Japanese Encephalitis is most definitely not limited to Japan. But what is it? The CDC defines it as 'a common mosquito-borne viral encephalitis found in Asia.' In English, that basically translates out to a virus that you can catch from being bitten by a mosquito that makes your brain bigger, but in a bad way. It is in the genus Flavivirus, which is further contained in the Flaviviridae family.
Japanese Encephalitis is transmitted via mosquito bite. The variety of mosquito that most frequently carries the virus is called Culex tritaeniorhyncus. It is not possible to infect other people with this virus.

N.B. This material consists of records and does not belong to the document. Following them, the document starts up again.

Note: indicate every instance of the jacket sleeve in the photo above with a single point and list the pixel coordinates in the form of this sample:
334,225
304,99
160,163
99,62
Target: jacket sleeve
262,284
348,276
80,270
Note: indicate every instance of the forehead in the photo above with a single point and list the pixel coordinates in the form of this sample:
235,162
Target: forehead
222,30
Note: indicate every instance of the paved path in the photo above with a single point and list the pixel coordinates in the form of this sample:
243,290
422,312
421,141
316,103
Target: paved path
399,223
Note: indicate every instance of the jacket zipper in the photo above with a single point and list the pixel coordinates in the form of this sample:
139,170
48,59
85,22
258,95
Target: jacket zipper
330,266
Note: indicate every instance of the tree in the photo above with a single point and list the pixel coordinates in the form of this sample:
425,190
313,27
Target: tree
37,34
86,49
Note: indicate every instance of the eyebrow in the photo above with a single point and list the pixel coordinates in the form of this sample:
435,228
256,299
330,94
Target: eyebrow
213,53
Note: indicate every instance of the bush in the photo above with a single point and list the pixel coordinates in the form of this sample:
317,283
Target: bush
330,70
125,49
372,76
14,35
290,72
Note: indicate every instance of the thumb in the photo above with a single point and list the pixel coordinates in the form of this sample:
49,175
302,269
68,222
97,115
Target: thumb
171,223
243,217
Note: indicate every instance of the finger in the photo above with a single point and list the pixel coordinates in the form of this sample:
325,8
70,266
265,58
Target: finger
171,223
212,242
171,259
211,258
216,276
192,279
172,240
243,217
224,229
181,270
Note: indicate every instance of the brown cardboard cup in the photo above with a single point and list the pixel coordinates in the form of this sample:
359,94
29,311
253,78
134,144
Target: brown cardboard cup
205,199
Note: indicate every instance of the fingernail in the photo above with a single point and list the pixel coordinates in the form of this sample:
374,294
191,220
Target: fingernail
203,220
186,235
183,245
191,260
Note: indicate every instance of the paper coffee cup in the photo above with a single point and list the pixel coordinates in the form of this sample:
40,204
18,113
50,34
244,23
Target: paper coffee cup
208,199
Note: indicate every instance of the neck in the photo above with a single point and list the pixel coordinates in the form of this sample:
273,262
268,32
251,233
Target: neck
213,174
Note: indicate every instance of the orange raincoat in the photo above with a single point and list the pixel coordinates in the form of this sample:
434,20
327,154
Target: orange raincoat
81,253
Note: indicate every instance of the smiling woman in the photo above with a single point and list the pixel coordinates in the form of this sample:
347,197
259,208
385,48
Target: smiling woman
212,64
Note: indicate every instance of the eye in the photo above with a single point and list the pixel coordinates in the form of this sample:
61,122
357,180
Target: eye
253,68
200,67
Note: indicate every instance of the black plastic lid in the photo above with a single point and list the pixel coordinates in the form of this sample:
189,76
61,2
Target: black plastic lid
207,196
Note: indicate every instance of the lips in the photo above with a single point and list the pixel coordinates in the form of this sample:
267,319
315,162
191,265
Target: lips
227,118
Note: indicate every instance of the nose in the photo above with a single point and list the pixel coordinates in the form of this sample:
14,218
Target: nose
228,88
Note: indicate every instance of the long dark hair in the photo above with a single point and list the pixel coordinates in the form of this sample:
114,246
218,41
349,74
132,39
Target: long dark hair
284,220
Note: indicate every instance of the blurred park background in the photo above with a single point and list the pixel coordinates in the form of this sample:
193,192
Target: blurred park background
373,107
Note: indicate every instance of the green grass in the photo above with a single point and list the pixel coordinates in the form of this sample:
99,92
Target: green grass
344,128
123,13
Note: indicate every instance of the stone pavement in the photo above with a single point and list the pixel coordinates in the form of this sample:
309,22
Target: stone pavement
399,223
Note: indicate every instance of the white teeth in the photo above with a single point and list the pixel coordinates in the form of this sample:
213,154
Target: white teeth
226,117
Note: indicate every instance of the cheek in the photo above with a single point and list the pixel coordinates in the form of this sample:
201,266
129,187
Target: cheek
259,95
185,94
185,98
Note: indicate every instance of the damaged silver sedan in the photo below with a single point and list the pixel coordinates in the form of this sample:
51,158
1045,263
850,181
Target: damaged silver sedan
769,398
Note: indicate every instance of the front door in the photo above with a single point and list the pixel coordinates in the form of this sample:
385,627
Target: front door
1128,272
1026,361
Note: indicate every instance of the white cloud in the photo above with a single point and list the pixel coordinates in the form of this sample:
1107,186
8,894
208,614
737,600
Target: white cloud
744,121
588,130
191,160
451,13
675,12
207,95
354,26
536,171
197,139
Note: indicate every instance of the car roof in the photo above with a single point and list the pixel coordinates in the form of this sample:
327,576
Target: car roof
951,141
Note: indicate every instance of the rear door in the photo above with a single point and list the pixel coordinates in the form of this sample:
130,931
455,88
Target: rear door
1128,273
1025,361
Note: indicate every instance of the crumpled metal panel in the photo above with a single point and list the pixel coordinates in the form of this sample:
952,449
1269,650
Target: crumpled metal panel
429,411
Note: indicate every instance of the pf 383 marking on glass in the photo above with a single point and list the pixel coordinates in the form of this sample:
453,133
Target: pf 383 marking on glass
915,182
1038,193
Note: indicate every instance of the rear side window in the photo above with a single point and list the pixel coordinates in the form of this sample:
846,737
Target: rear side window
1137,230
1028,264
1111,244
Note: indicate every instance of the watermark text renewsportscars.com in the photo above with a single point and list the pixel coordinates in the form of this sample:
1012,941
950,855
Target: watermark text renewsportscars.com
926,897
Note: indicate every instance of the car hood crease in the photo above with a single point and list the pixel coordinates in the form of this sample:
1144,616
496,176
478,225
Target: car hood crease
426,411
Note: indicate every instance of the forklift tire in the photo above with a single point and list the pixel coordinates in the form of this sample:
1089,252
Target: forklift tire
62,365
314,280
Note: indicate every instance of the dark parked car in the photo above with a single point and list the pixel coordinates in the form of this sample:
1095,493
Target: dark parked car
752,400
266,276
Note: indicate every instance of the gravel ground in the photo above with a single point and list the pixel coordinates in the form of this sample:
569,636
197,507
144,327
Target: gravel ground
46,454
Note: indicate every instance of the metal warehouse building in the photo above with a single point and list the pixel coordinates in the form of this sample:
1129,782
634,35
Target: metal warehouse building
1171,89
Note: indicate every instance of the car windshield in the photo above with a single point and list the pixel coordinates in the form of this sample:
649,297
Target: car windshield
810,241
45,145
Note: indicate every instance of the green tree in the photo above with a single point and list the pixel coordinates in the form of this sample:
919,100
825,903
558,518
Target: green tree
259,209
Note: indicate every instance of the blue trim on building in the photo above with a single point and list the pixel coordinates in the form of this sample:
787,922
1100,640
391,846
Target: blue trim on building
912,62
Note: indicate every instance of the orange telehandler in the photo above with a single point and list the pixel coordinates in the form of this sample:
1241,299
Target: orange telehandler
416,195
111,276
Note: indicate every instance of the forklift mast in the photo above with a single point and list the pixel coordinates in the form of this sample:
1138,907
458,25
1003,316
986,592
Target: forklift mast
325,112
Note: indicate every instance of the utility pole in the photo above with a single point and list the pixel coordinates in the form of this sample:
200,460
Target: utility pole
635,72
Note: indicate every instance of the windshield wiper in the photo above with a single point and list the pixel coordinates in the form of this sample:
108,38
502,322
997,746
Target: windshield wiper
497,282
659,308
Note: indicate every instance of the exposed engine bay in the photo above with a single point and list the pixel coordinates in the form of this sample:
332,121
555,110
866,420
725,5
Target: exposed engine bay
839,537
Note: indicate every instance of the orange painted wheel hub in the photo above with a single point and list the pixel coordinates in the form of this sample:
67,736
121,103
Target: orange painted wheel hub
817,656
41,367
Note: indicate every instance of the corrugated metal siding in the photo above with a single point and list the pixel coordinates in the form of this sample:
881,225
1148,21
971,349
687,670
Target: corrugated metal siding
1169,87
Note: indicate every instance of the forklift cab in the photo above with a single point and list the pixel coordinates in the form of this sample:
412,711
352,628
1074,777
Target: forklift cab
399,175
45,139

This particular virus is usually relegated to rural portions of Asia; however, there are instances of urban infection. Thus, it is important to take proper precautions by obtaining the vaccine (It is recommended that the last dose is 10 days before travel to endemic regions). Alternatively, for those who cannot have access to the vaccine for whatever reason, wear long-sleeved clothing and apply DEET whenever possible. As the particular mosquito that carries this virus usually comes out between the early evening and morning, avoid being outside during those times. It is to be noted that most travellers who are not going to be in the region for a lengthy stay are not at high risk to become infected.
Most people who are infected do not show any symptoms, or experience very mild symptoms. However, flu-like symptoms are indicative of a more serious case, and can eventually lead to death, paralysis, or other brain damage.
Good luck. If you've progressed to a bad state, the only thing that the good doctors or nurses can do for you is treat the symptoms.